Someone doesn't text back quickly, and you assume you've done something wrong. A colleague is short with you, and you spiral into what you might have said. A stranger is rude, and it ruins your whole day.
Taking things personally is exhausting. Here's how to stop.
Why We Take Things Personally
When we take things personally, we're assuming that other people's behaviour is about us. But most of the time, it isn't.
That person who snapped at you? They might be:
- Having a terrible day
- Dealing with something you know nothing about
- Just not very self-aware
- Preoccupied with their own problems
- Wired differently than you
Their behaviour is the output of their internal state, not a referendum on your worth.
The Spotlight Effect
Research on the spotlight effect shows we vastly overestimate how much other people think about us. While you're analysing that weird interaction for days, the other person has probably forgotten it entirely.

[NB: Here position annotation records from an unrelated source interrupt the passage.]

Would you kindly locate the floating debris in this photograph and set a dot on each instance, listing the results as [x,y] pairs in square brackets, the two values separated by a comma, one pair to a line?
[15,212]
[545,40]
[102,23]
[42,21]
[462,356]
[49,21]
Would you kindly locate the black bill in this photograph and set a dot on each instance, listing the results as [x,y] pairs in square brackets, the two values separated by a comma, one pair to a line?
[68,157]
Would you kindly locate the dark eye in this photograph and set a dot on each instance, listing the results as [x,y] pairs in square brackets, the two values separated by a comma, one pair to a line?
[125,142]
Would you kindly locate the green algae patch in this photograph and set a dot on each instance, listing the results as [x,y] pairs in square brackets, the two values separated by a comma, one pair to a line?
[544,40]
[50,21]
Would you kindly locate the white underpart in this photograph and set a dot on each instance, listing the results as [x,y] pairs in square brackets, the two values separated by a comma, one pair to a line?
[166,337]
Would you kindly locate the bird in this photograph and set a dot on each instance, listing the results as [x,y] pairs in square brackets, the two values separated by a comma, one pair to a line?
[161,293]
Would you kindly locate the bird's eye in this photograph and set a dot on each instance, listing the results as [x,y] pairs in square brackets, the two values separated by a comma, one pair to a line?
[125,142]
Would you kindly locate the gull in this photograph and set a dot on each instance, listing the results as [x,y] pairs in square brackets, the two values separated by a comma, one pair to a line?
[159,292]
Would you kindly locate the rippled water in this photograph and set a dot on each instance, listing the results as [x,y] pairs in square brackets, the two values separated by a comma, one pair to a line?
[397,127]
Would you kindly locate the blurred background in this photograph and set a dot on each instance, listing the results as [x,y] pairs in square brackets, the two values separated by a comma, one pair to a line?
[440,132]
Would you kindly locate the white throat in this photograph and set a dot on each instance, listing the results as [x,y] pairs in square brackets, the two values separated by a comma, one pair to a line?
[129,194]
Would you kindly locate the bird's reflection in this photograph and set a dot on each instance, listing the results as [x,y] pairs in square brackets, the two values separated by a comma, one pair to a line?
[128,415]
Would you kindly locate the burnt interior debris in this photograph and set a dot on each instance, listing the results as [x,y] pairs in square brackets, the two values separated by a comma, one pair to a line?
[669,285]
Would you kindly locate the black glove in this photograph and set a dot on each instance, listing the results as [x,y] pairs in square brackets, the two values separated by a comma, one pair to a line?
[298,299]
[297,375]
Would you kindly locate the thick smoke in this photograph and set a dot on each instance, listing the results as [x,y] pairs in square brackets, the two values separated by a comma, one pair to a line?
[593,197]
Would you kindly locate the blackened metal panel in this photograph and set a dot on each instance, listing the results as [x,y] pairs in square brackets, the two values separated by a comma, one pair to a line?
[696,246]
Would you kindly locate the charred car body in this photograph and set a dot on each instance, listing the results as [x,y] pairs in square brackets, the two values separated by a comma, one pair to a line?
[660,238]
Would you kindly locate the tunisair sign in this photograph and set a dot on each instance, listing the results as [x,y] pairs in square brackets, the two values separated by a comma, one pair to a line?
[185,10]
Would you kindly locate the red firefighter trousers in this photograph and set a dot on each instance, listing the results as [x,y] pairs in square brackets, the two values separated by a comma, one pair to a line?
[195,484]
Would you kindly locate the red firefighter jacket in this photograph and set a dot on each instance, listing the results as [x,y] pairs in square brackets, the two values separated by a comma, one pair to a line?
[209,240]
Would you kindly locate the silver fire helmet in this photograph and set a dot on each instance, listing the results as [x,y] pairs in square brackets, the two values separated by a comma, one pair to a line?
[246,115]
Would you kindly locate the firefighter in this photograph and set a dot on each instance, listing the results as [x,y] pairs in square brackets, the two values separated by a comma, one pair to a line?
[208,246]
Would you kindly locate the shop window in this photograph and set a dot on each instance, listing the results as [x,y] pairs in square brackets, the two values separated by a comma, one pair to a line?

This isn't because you don't matter. It's because everyone is the main character of their own story, primarily focused on themselves.
Questions to Interrupt the Spiral
When you catch yourself taking something personally:
- Is this actually about me? What evidence do I have?
- What else could explain this? Generate three alternatives
- Would I hold someone else to this standard? If a friend told me this story, would I think it was about them?
- Will this matter in a week? A year? Zoom out
This process is called cognitive reappraisal — and it works.
The Four Agreements Insight
Don Miguel Ruiz wrote: "Nothing others do is because of you. What others say and do is a projection of their own reality."
This doesn't mean you never impact others or that feedback is always wrong. It means that the intensity of someone's reaction usually says more about them than about you.
Building Resilience
Taking things less personally isn't about becoming cold or indifferent. Research on self-compassion shows it's about:
- Having a stable sense of your own worth that doesn't fluctuate based on others' moods
- Recognising that you can't control others' perceptions
- Accepting that not everyone will like you, and that's okay
- Trusting yourself enough to not need constant external validation
When your sense of self is solid, others' behaviour becomes information rather than identity. Someone being rude is just someone being rude — not proof that you're unworthy.
If rejection feels particularly devastating, our guide on fear of rejection explores this further. And if you find yourself constantly seeking validation, self-compassion practices can help build a more stable foundation.
You are not responsible for others' reactions. You are responsible for your own peace. Choose accordingly.